On one hand, it's natural to assume that the Ukrainian conflict would lead to a heightened state of awareness among government agencies worldwide that deal with national defense. It remains unclear yet how far Moscow is willing to go in its stated mission of protecting Russian nationals against what it sees as an unlawful government in Ukraine's capital of Kiev, and fears of a reformation of the Iron Curtain resonate strongly in the minds of Eastern Europeans.

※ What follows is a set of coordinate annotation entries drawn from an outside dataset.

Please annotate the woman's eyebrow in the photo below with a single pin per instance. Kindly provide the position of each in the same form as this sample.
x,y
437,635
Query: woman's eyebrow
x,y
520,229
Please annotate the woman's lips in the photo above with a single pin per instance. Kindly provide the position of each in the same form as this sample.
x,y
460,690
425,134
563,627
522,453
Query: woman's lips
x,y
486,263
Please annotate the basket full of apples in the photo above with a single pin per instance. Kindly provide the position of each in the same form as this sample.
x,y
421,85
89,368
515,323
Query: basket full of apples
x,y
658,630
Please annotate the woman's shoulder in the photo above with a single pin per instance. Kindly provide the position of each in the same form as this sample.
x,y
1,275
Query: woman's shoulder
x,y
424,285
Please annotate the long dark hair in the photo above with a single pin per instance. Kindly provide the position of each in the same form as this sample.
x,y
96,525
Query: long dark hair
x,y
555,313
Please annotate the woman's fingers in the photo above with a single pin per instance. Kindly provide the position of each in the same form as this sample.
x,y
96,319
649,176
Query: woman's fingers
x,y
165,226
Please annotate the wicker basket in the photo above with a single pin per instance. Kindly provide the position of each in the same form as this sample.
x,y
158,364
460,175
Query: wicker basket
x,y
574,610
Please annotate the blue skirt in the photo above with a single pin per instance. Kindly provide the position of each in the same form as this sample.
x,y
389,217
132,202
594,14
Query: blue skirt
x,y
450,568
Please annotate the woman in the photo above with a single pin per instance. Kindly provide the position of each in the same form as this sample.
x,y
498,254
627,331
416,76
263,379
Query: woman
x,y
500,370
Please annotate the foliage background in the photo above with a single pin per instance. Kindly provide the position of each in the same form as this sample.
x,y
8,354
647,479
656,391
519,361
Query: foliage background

Yet a couple of factors are likely holding defense stocks back. One is that so far most of the discussion among Western countries has focused on isolating Russia economically, rather than engaging in any sort of armed response to the situation. The diplomatic tone therefore hasn't suggested that companies such as Lockheed, Northrop, and United Tech would be likely to start receiving bigger orders for their products in the near future.
More importantly, though, the lack of response from defense stocks -- especially Boeing and United Tech -- shows just how much progress the companies have made in diversifying away from a shrinking U.S. defense budget. For years, the trend has been toward less defense spending, and the entire industry has responded by turning more toward commercial applications for their products. For Boeing and United Tech in particular, that has led to a substantial reallocation of where they get their revenue, and even more focused defense contractors have sought ways to benefit from other areas. That has helped those stocks minimize losses when defense budgets shrink, but it has also left them with less immediate benefit in times of conflict.
At this point, the lack of response in defense stocks shows skepticism that the Ukraine conflict will escalate further. If it does, though, defense stocks could indeed move up even in an overall down market for the Dow Jones Industrials and other major stock indexes worldwide.